TRE-AM derruba “pesquisa falsa” divulgada pela dupla Bryan Dolzane e Rafaela Torres, e prevê multa caso não deletem o post

Uma publicação que apresentava como fato uma suposta mudança na disputa pelo Governo do Amazonas foi retirada do ar por determinação da Justiça Eleitoral. O Tribunal Regional Eleitoral do Amazonas (TRE-AM) concluiu, em decisão assinada nesta terça-feira (25), que os números divulgados pela dupla Brayan Dolzane e Rafaela Torres era falsa e não tinha amparo em qualquer pesquisa eleitoral regularmente cadastrada no Tribunal.

A decisão é ainda mais contundente porque o conteúdo não se limitava a uma opinião política. A publicação afirmava que a vantagem de Omar Aziz sobre Roberto Cidade no interior do Amazonas havia diminuído "de dois para um dígito". A informação era apresentada sob o rótulo de supostas "leituras internas".
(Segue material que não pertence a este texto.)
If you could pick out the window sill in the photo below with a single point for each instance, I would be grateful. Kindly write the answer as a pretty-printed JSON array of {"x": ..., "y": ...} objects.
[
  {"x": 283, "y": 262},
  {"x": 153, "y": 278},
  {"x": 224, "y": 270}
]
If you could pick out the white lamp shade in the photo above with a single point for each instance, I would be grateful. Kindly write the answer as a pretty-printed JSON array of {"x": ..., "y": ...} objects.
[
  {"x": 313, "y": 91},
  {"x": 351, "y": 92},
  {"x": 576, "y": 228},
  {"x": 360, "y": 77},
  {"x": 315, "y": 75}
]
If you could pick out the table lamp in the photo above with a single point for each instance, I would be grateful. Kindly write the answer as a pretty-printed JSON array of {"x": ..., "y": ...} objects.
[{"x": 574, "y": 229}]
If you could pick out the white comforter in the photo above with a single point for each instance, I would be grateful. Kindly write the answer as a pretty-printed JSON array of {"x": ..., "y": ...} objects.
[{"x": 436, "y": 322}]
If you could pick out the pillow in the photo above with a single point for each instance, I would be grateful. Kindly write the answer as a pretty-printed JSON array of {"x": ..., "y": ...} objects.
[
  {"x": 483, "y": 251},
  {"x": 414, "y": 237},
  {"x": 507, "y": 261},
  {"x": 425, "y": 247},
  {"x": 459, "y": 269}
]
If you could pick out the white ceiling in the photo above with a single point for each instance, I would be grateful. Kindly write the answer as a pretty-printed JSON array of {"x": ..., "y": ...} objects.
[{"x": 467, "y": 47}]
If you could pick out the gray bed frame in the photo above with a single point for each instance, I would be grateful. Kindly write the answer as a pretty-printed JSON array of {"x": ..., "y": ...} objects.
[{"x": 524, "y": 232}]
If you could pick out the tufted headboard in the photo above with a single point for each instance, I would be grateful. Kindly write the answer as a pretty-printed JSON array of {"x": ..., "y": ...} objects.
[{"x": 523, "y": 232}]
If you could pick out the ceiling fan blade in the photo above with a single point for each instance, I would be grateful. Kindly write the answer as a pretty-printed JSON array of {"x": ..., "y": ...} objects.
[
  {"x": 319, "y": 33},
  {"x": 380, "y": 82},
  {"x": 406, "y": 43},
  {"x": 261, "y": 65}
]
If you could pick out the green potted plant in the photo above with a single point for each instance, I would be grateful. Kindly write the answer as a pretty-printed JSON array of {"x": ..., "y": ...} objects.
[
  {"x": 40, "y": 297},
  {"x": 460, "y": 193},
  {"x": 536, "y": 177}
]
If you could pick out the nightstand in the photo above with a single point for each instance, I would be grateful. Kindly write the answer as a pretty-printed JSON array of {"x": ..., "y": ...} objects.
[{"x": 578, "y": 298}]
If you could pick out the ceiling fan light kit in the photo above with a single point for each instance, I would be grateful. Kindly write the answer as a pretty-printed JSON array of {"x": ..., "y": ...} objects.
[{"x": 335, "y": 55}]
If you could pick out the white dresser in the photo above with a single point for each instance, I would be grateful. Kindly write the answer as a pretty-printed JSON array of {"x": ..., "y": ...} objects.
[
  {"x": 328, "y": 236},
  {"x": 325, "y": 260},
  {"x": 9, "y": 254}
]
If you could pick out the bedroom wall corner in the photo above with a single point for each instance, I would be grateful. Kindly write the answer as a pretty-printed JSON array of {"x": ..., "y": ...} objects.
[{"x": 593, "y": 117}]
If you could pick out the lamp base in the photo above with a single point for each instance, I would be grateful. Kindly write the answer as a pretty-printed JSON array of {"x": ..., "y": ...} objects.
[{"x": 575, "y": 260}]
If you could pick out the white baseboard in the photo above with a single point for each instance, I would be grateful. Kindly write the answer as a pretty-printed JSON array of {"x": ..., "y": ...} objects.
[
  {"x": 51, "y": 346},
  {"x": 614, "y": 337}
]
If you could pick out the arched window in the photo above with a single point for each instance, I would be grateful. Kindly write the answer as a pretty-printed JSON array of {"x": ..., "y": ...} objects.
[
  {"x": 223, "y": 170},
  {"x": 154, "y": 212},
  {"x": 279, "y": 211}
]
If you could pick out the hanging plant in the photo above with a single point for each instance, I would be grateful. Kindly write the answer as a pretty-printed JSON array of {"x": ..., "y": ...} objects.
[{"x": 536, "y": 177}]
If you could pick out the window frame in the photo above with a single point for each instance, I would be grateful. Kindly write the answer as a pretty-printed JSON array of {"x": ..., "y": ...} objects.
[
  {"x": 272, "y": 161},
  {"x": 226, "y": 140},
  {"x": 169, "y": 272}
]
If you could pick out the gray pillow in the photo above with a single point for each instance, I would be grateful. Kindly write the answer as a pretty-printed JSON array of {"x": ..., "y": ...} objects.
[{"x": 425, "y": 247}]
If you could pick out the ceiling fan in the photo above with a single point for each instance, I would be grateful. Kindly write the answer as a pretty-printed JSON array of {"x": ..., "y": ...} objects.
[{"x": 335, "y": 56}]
Para o juiz auxiliar da propaganda eleitoral, Diogo Oliveira Nogueira Franco, mudar o nome da informação não muda sua natureza. Segundo a decisão, a divulgação de dados que indiquem evolução quantitativa, tendências de crescimento ou redução da diferença entre candidatos pode configurar divulgação de pesquisa eleitoral sem registro, ainda que seja apresentada como "leitura interna" ou "pesquisa de consumo".

O trecho mais grave da decisão está na constatação feita pelo magistrado de que, no caso analisado, a publicação "atribui de forma pública dados comparativos de intenção de voto sem amparo em qualquer pesquisa regularmente cadastrada neste Tribunal Regional Eleitoral". A decisão também chama atenção para uma estratégia cada vez mais comum no ambiente eleitoral: divulgar números ou tendências sem apresentar uma pesquisa formal e tentar afastar as regras eleitorais utilizando expressões como "leitura interna".

Por isso, o TRE-AM determinou que Bryan Dolzane dos Santos Souza, Rafaela Torres Tiradentes e a Meta Platforms Brasil retirem a publicação do ar no prazo máximo de 24 horas após a intimação. O descumprimento da ordem poderá resultar em multa de R$ 5 mil por dia.